Photo of Joan Didion

Joan Didion // "We flatter ourselves by thinking this compulsion to please others an attractive trait: a gift for imaginative empathy, evidence of our willingness to give...we play roles doomed to failure before they are begun, each defeat generating fresh despair at the necessity of divining and meeting the next demand made upon us... To free us from the expectations of others, to give us back to ourselves...there lies the great singular power of self-respect."

Photo of Sinead O’Connor

Sinead O’Connor // "When I sing, it's the most solitary state… It's not about notes or scales, it's all about emotion."

Photo of Albert Camus

Albert Camus // "The realization that life is absurd cannot be an end, but only a beginning."

Photo of Leonard Cohen

Leonard Cohen // "You live your life as if it’s real... The evidence accumulates that you’re not running the show. You still have to make choices as if you were running the show, but you make your choices with the intuitive understanding that it’s unfolding as it must... And if you can relax in that...if you can even touch it, or if it asserts itself from time to time, then the invincible defeat is transcended."

Photo of Bob Dylan

Bob Dylan // "From now on, I want to write from inside me, and to do that I’m going to have to get back to writing like I used to when I was ten…having everything come out naturally. The way I like to write is for it to come out the way I walk or talk. Not that I even walk or talk yet like I’d like to."

Photo of Frida Kahlo

Frida Kahlo // "At the end of the day, we can endure much more than we think we can."

Photo of Bruce Lee

Bruce Lee // "If you follow the classical pattern, you are understanding the routine, the tradition...you are not understanding yourself."

Photo of Jane Birkin

Jane Birkin // "I think we can change everything all the time. Accidents are the best things in existence. They force you to leave a route that seemed to be mapped out… It’s often when things aren’t going well that we are forced into doing them differently and they suddenly become interesting."

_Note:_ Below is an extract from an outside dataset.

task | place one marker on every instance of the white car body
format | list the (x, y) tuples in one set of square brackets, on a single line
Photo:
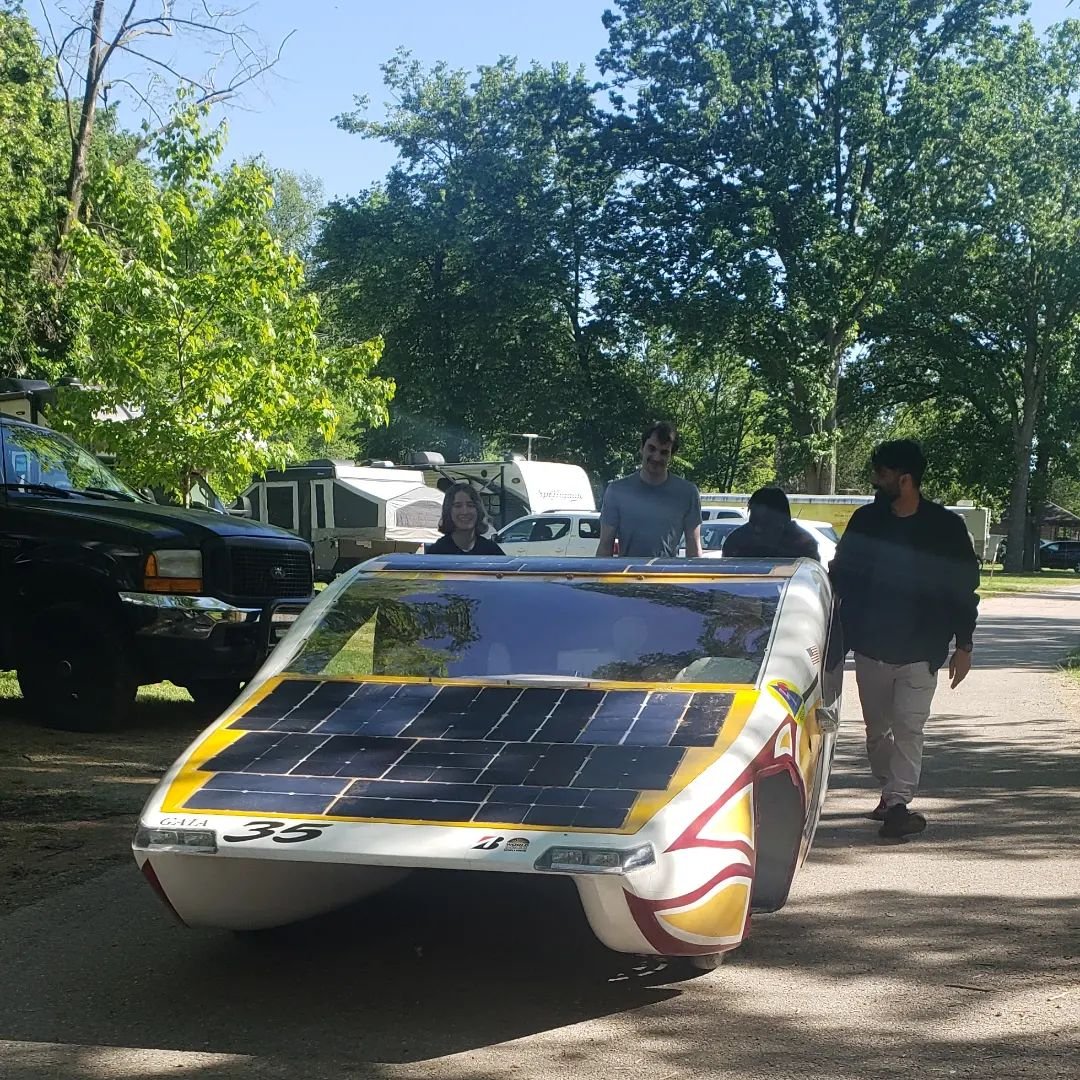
[(824, 535), (555, 535), (696, 793)]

Photo of William S. Burroughs

William S. Burroughs // "What does the money machine eat? It eats youth, spontaneity, life, beauty and above all it eats creativity. It eats quality and shits out quantity. There was a time when the machine ate in moderation…and what it ate was replaced. Now the machine is eating faster…much faster than it can be replaced… The machine is eating it all."

Photo of Milan Kundera

Milan Kundera // "We all need someone to look at us. We can be divided into four categories according to the kind of look we wish to live under. The first category longs for the look of an infinite number of anonymous eyes, in other words, for the look of the public. The second category is made up of people who have a vital need to be looked at by many known eyes. They are the tireless hosts of cocktail parties and dinners... Then there is the third category, the category of people who need to be constantly before the eyes of the person they love... And finally there is the fourth category, the rarest, the category of people who live in the imaginary eyes of those who are not present. They are the dreamers."

Photo of Bob Marley

Bob Marley // "My home is in my head."